Wednesday, July 08, 2015

IMF warns Fed on risks of hiking too soon

WASHINGTON (MarketWatch) — Hiking interest rates too soon could stall the U.S. economy, the International Monetary Fund said Tuesday, embellishing a prior call for the Federal Reserve to hold steady until early next year.

The Fed should wait to move until it sees “clear signs of wage and price inflation,” the IMF said, which is “benign” at the moment. The IMF comments came from its annual report on the U.S. economy and an ensuing press conference.

 “We feel there is space for them to wait,” said Nigel Chalk, the IMF’s U.S. mission chief, noting that inflation is far from the Fed’s 2% annual rate target. As measured by the personal consumption expenditure price index, the annual growth in inflation was just 0.2% in May.

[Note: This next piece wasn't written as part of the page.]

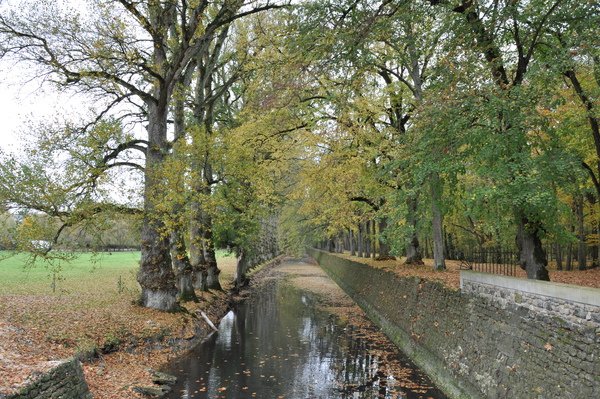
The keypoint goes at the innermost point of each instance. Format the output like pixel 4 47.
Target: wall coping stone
pixel 567 292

 The IMF doesn’t see inflation as measured by the Fed’s favorite measure hitting 2% through 2017.Deferring a move would also provide insurance against the risks of disinflation and a reversal of policy, the report said.

 There has been a debate on the Fed about whether it is better to hike early and more gradually or move later and potentially faster. The IMF sides with the doves on the U.S. central bank who want to wait to move.

Core inflation is likely to remain flat in coming months and start to rise only toward year-end, the IMF said. There is unlikely to be any spike up in inflation, given the strong dollar DXY, +0.85% , lack of wage dynamism and the scope for firms to absorb cost increases into their profit margins.

 A rate hike could push up the dollar, which is already slightly overvalued. Further appreciation of the greenback is “an important risk to growth,” the IMF said.

Much depends on how the financial market reacts to the policy move, the IMF admitted, and the Fed should feel free to hike earlier if there are upside surprises in growth and inflation.